Tunisie : la peine des journalistes tunisiens confirmée en appel
La Cour d’appel de Tunis a confirmé le 12 mai la condamnation à trois ans et demi de prison de Mourad Zeghidi et Borhen Bsaies. Les deux journalistes tunisiens, figures connues du paysage médiatique du pays, avaient déjà été reconnus coupables en première instance en janvier pour blanchiment d’argent et évasion fiscale.
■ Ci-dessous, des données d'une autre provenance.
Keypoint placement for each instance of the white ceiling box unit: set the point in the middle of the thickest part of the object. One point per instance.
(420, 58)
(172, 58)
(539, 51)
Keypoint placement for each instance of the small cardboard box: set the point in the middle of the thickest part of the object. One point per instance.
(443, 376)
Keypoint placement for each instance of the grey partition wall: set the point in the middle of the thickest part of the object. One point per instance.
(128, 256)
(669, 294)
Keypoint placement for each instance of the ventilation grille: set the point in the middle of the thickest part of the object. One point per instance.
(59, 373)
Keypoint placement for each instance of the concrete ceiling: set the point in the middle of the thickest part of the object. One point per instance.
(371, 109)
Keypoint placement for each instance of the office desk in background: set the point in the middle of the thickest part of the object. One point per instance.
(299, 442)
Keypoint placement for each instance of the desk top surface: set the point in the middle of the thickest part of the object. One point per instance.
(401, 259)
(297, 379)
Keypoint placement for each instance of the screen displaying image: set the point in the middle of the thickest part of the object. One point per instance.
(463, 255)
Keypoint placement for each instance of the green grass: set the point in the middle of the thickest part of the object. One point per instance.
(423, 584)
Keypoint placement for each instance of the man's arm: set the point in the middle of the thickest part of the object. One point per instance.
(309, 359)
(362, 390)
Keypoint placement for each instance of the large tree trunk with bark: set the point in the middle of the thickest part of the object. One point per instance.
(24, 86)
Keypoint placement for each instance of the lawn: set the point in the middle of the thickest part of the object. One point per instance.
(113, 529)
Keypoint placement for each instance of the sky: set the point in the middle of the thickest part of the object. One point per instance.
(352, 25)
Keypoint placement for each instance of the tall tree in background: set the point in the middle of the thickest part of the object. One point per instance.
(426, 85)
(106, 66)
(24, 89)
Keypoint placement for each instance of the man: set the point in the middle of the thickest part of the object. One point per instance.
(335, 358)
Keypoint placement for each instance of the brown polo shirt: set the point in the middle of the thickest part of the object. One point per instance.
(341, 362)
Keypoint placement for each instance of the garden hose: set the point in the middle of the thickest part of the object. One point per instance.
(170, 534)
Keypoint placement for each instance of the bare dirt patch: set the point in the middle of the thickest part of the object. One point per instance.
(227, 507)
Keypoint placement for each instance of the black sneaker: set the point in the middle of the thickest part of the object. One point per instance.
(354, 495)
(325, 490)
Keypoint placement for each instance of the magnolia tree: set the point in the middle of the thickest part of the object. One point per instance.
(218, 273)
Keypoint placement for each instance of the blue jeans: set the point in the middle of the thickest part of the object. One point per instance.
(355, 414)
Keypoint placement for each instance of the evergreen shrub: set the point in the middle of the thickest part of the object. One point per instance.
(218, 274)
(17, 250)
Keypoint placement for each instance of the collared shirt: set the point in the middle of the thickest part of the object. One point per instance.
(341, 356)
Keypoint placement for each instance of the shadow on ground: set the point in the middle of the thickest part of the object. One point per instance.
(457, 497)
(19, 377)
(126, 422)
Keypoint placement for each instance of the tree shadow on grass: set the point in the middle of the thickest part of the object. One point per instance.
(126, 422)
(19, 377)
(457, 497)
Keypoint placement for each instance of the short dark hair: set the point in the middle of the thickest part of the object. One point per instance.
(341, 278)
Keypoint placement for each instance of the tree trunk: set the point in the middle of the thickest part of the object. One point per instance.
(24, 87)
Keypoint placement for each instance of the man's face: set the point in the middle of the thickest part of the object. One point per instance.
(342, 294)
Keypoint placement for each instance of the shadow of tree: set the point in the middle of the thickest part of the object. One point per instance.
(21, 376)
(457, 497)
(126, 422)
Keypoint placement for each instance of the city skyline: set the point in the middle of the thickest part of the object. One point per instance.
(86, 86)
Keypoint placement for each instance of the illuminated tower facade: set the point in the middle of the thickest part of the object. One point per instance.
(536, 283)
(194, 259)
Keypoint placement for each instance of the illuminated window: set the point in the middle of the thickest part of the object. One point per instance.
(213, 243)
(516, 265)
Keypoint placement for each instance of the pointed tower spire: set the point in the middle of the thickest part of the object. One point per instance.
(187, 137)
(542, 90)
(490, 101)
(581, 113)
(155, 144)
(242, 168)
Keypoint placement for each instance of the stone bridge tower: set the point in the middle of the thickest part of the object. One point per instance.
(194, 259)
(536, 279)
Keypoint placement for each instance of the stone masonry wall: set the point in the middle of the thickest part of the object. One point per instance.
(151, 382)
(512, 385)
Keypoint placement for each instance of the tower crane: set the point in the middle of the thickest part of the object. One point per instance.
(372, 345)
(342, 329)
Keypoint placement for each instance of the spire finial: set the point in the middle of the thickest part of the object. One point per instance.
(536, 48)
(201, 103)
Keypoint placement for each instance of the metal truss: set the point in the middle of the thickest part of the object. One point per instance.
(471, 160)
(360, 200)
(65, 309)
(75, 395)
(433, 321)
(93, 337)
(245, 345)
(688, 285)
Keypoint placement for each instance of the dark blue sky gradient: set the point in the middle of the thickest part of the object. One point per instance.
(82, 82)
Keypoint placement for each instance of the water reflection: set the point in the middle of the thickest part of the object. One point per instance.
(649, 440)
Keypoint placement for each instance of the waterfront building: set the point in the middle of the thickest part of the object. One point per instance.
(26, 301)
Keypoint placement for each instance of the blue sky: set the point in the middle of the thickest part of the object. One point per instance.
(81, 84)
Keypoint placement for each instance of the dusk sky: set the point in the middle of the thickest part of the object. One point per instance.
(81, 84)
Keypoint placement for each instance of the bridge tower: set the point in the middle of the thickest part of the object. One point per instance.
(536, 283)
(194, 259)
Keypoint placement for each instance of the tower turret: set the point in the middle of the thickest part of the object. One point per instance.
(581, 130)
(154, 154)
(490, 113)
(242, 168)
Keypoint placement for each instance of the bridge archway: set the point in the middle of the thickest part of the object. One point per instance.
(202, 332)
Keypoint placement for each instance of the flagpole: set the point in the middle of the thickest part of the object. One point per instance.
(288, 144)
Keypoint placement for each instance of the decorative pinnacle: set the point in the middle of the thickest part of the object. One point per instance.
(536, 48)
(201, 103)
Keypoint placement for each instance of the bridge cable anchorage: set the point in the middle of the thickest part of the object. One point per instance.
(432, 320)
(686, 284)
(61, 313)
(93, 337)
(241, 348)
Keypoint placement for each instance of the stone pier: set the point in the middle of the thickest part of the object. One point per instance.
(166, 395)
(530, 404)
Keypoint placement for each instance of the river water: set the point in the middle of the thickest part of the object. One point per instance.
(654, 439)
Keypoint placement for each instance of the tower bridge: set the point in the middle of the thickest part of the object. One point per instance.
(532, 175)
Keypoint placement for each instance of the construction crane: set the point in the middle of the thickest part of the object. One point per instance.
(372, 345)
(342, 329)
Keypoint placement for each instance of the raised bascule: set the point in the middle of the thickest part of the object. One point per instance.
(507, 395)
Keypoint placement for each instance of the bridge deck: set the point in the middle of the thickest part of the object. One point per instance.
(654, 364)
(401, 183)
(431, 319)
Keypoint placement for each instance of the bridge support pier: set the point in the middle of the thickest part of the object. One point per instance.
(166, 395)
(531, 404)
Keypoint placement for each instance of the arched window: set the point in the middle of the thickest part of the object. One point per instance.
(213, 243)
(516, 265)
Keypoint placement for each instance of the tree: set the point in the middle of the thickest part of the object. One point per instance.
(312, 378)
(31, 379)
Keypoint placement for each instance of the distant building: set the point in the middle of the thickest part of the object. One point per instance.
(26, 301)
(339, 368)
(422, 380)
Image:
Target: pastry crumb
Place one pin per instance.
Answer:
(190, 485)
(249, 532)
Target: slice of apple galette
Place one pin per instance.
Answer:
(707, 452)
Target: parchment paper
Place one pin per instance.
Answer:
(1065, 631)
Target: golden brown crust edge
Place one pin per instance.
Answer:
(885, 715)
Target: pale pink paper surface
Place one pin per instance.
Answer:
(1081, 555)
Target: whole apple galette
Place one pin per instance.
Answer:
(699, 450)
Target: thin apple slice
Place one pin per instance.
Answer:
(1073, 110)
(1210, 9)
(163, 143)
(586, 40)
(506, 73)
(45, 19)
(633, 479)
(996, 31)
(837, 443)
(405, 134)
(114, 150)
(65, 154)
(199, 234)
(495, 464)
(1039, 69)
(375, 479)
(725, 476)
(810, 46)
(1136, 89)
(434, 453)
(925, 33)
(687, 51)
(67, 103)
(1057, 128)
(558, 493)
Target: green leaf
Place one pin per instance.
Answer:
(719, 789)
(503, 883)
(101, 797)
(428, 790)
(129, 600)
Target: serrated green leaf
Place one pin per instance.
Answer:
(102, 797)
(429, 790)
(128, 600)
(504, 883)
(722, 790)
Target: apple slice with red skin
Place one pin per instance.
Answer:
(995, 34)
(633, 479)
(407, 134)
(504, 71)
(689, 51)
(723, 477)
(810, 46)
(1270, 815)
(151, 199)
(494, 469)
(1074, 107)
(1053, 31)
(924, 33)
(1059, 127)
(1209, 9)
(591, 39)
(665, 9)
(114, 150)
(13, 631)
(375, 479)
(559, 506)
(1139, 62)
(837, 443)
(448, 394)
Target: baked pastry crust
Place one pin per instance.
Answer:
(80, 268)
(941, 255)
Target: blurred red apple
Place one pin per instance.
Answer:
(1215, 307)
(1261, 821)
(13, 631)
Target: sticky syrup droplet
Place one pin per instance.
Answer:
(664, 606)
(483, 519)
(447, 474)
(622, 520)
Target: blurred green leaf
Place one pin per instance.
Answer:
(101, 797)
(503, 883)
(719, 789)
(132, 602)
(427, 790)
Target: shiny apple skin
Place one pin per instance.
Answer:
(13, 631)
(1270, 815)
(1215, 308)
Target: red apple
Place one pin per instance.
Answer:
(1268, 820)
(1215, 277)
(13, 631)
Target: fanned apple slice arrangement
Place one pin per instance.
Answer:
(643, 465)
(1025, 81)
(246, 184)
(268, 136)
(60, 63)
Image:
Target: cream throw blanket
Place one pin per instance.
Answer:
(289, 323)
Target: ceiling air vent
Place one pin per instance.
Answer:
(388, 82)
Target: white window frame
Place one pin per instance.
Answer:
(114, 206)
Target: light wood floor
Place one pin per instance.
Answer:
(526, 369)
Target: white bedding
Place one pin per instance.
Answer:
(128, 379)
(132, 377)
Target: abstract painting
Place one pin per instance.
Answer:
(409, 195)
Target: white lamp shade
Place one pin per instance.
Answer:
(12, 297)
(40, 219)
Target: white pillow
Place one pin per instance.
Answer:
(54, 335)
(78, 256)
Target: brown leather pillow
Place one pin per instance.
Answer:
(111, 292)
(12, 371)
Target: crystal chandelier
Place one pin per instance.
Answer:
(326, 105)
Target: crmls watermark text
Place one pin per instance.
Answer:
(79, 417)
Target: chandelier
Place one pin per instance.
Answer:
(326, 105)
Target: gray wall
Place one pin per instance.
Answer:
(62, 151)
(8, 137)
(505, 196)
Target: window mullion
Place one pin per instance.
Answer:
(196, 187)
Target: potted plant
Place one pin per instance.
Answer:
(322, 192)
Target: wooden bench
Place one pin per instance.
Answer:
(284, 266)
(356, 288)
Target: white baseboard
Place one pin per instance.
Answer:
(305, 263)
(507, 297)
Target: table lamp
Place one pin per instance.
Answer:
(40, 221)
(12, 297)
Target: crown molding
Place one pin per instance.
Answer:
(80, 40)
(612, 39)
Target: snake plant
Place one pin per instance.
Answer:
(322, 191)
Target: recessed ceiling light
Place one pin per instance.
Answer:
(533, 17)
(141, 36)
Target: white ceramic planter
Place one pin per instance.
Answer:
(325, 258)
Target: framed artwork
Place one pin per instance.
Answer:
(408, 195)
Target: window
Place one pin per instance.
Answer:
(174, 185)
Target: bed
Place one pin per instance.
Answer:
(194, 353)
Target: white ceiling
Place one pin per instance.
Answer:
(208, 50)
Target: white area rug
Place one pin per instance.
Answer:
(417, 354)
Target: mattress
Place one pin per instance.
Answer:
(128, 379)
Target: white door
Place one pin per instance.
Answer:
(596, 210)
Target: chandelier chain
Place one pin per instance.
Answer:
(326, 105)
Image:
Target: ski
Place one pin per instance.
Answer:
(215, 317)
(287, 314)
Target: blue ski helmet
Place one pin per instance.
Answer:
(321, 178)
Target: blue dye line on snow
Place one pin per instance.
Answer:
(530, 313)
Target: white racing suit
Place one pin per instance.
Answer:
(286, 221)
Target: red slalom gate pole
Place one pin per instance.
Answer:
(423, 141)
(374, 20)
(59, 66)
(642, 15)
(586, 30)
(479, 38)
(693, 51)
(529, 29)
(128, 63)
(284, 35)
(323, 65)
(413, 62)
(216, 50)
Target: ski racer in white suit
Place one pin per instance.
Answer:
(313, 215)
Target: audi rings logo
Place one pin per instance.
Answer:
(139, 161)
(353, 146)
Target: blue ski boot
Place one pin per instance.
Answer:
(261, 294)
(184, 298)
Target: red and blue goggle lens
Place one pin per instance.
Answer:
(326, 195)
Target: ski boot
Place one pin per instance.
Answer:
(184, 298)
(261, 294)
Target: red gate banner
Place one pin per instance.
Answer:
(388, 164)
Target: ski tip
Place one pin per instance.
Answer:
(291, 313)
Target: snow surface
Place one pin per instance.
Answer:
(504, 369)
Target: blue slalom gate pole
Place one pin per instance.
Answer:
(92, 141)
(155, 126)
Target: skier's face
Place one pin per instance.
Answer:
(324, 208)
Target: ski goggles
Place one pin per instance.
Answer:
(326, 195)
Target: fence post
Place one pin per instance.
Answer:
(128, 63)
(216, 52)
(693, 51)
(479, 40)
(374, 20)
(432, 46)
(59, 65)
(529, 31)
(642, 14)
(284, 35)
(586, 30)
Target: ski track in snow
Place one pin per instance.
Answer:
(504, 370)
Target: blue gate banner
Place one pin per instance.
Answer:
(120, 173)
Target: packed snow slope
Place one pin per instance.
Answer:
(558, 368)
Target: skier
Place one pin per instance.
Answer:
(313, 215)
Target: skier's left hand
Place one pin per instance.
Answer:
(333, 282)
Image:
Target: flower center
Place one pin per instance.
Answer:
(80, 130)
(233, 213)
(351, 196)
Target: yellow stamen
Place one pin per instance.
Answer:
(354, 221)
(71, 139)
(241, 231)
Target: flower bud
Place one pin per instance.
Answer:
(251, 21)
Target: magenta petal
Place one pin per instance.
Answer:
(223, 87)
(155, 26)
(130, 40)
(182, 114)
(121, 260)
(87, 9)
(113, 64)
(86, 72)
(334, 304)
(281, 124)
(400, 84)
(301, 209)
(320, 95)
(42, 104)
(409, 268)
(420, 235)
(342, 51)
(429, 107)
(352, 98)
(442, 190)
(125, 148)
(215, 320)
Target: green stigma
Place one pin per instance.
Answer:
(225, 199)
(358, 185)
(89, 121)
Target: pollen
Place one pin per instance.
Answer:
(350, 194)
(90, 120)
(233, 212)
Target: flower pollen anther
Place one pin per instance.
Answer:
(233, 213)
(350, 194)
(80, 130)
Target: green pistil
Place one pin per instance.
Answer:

Le verdict a été rendu à l’issue d’une audience marquée par de nombreuses questions du juge sur leurs revenus, leurs biens, leurs activités dans les médias et les flux financiers reçus en Tunisie comme depuis l’étranger. La défense a dénoncé une décision conforme au premier jugement, tandis que cette affaire continue d’alimenter les inquiétudes sur la situation de la liberté de la presse dans le pays, au moment où plusieurs professionnels des médias font face à des poursuites.
Une nouvelle alerte sur les journalistes tunisiens et l’état des libertés
Durant l’audience, Mourad Zeghidi a été interrogé en détail sur ses possessions, ses revenus issus de la radio et de la télévision, ainsi que sur la gestion de sa société. Borhen Bsaies a, lui aussi, répondu à des questions sur son parcours professionnel, sa situation familiale et ses ressources. Des représentants diplomatiques européens ont assisté aux débats, signe d’une attention internationale croissante autour de ce dossier.
Cette confirmation en appel intervient dans un contexte plus large de tensions entre pouvoir politique, institutions judiciaires et acteurs des médias en Tunisie. Depuis plusieurs mois, des syndicats de journalistes, des avocats et des organisations de défense des droits dénoncent une multiplication des procédures visant des chroniqueurs, reporters ou commentateurs publics. Des rassemblements de soutien ont d’ailleurs eu lieu à Tunis ces dernières semaines, notamment devant le siège du Syndicat national des journalistes tunisiens.